The Reporting Persons reserve the right, based on all relevant factors and subject to applicable law or other restrictions, at any time and from time to time, to acquire additional Shares, dispose of some or all of the Shares, in each case in open market or private transactions, block sales or otherwise, and review or reconsider their position, change their purpose, take other actions (including actions that could involve one or more of the types of transactions or have one or more of the results described in clauses (a) through (j) of the foregoing paragraph of this Item 4) or formulate and implement plans or proposals with respect to any of the foregoing. Except as set forth in this Schedule 13D, no contract, arrangement, relationship or understanding (either oral or written) exists among the Reporting Persons as to the acquisition, disposition, voting or holding of Shares.

 

ITEM 5. INTEREST IN SECURITIES OF THE ISSUER.
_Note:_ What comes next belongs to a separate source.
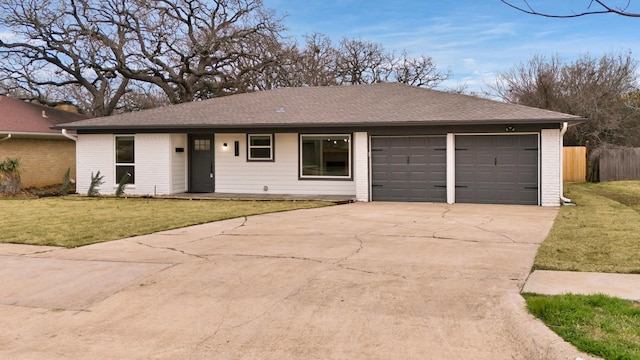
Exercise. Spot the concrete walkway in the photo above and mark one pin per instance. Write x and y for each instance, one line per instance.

(a) and (b) As of April 10, 2018, ESW beneficially owned and had sole voting and dispositive power with respect to 1,204,128 Shares, representing approximately 21.00% of the 5,734,000 Shares outstanding on February 26, 2018 as reported in the Issuer’s Annual Report on Form 10-K filed with the SEC on March 1, 2018, as amended on March 5, 2018.

As of April 10, 2018, Joseph A. Liemandt (“Liemandt”) may be deemed to beneficially own and have sole voting and dispositive power with respect to the Shares beneficially owned by ESW.

(c) No Reporting Person has effected any transaction in the Shares in the 60 days prior to the filing of this Schedule 13D.

(d) Except as set forth in this Schedule 13D, to the knowledge of the Reporting Persons, no person had the right to receive or the power to direct the receipt of dividends from, or the proceeds from the sale of, securities covered by this Schedule 13D.

(e) Not applicable.


CUSIP No. 56804T205   SC 13D   Page 5 of 8

 

ITEM 7. MATERIAL TO BE FILED AS EXHIBITS.

Exhibit 99.1 Joint Filing Agreement as required by Rule 13d-1(k)(1) under the Securities Exchange Act of 1934, as amended.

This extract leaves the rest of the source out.